Outre les commoditez que cet establissement apporte à ceux qui se feront esclairer, il en donne d’autres à ceux qui seront employez à cet exercice ; par exemple à quantité de manœuvres, de beaucoup de sortes de mestiers, qui, dans la saison de l’hyver, ne peuvent trouver aucun travail pour gaigner leur vie, et à quantité de pauvres gens d’y faire occuper leurs enfans de quinze à seize ans, qui bien souvent ne font rien, et leur sont à charge.

Ceux qui voudront estre employez à porter lesdits flambeaux et lanternes, s’adresseront au bureau estably à cet effet, où leur sera donnée la permission par escrit, et payeront audit bureau pour le droit quatre sols par jour.

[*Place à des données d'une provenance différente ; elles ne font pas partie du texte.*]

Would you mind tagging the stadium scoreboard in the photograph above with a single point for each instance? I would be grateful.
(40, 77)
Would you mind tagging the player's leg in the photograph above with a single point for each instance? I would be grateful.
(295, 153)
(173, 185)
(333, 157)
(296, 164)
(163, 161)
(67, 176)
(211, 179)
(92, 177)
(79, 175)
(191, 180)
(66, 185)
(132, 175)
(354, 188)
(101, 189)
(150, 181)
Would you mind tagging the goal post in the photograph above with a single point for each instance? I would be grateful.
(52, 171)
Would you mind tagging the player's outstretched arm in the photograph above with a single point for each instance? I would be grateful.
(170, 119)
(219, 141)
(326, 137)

Et aux porte-lanternes sera fourny une lanterne avec une lampe de léton, à six lumières, un sable d’un quart d’heure, et une affiche de fer blanc, où sera peinte une lanterne, qu’ils attacheront eux-mêmes aux postes qui leur seront distribuez, et ne payeront pour ladite lanterne, lampe, sable et affiche, que six livres, quoyque le tout revienne au maistre du bureau à onze livres ; et mesme il seront dispensez et exempts pour le premier mois de payer ledit droit de quatre sols par jour ; après lequel temps ils commenceront à le payer par advance de quinze en quinze jours. Et seront tenus lesdits porte-lanternes, en cas qu’ils quittent, de rapporter au bureau ladite lanterne, lampe et sable, et d’en donner bonne et suffisante caution. On prétend aussi que, tant les porte-flambeaux que porte-lanternes, soient gens connus et ayant leur domicile en cette ville, ou fauxbourgs de Paris, sans quoy il ne seront point reçeus.

Pour ce qui est de la dépense d’huille que lesdits porte-lanternes feront, quand même les six lumières de leurs lanternes seroient toujours allumées, elle ne va qu’à neuf deniers par heure, et ils ne seront obligez à les tenir toutes allumées que lorsqu’ils seront employez.

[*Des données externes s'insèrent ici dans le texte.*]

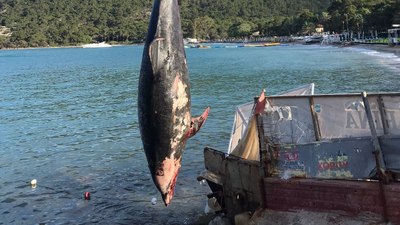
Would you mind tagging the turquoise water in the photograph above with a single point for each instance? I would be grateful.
(68, 118)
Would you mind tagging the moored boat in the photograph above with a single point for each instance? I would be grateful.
(97, 45)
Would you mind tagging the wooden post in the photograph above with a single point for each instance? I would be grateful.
(380, 163)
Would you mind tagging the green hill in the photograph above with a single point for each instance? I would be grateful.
(32, 23)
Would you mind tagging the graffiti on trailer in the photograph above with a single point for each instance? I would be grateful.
(291, 166)
(334, 166)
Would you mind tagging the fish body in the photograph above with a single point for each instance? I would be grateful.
(164, 101)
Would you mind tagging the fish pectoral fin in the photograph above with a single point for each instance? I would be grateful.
(197, 122)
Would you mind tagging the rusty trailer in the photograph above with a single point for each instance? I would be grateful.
(337, 152)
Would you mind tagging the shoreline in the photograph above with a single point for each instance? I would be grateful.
(379, 48)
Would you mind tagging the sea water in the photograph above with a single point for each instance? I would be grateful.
(68, 118)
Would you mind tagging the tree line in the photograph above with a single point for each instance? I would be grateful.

Et si ceux qui ont le soin des carrosses à cinq sols veulent se servir de la commodité desdites lanternes, ils s’adresseront au bureau estably à cet effet, où leur sera donnée la permission par escrit pour leurs valets, en payant le droit de quatre sols par jour pour chacun d’iceux

Le Bureau est estably rue Saint-Honoré, près les pilliers des halles, et sera ouvert le quatorziesme octobre 1662.


FIN.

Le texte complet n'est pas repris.